The solution: a single authentication gate (vector 0, at priority 700 — before all other gates and before any type-level checking) that runs up to four configurable layers:
| Layer | Question | Mechanism | Result type | Depends on |
|---|---|---|---|---|
| 1 | Is the signal cryptographically signed by a known key? | Key pairs + SHA-256 | Binary (pass/reject) | Vault + Ironclad (exist) |
| 2 | Do sensory attributes match the claimed identity? | Vision/audio processing | Plist of match results | Vision and audio skills (TBD) |
| 3 | Does deterministic reasoning rule out this identity? | Screamer + fact store | Binary (pass/reject) | Phase 2 (Screamer + fact store) |
| 4 | Do probabilistic patterns support this identity? | Embeddings + LLM | Confidence score (0-1) | Embedding infrastructure (exists) |
Signals that fail any binary layer (crypto, deterministic) are rejected with provenance. Signals that pass binary layers but carry low probabilistic confidence operate at reduced authorization — read-only by default, write actions require HITL. The four layers compose, they are not independent gates. They are one gate with configurable depth.
The authorization matrix is per-key, per-action-class. Default policy for every non-human key: (:read-only :propose). The human's key signs new source keys into existence. The human's key signs revocation of compromised keys. Both operations produce facts in the symbolic index — auditable, revocable, survivable across restarts.

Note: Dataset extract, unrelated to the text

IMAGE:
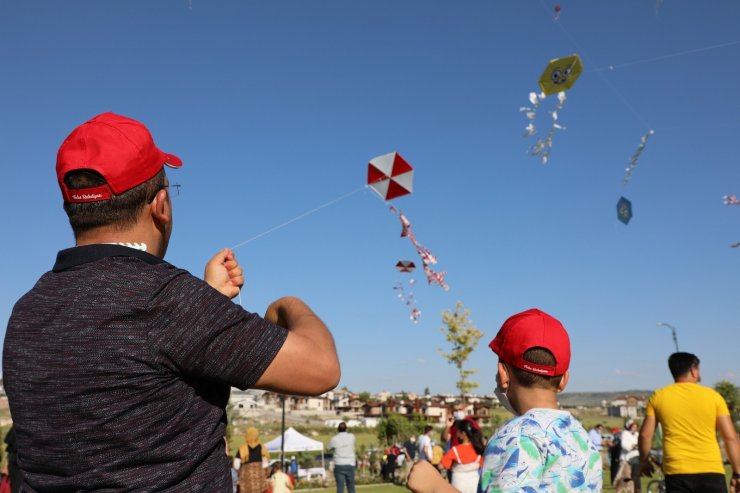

The signal provenance chain is Merkle-linked: each signal in a multi-step chain hashes its predecessor's signature as part of its own payload. After an incident: "The deletion happened because sensor #3 classified the directory as stale. Classification was signed by key #47 (vision-skill). Sensor data was signed by key #12 (camera-feed). Sensory auth noted liveness failure. Deterministic auth noted impossible transit. Key #12 was later revoked." Every intermediate step is auditable. Every signer is identifiable. Every authentication result is in the chain.
The human can configure which layers are active per signal class: AUTH_LAYERS_DEFAULT=crypto,deterministic,probabilistic, AUTH_LAYERS_SENSOR=crypto,sensory,deterministic, AUTH_LAYERS_CRON=crypto.
For full implementation detail, see the Phase 0b spec in ROADMAP.org v0.12.0.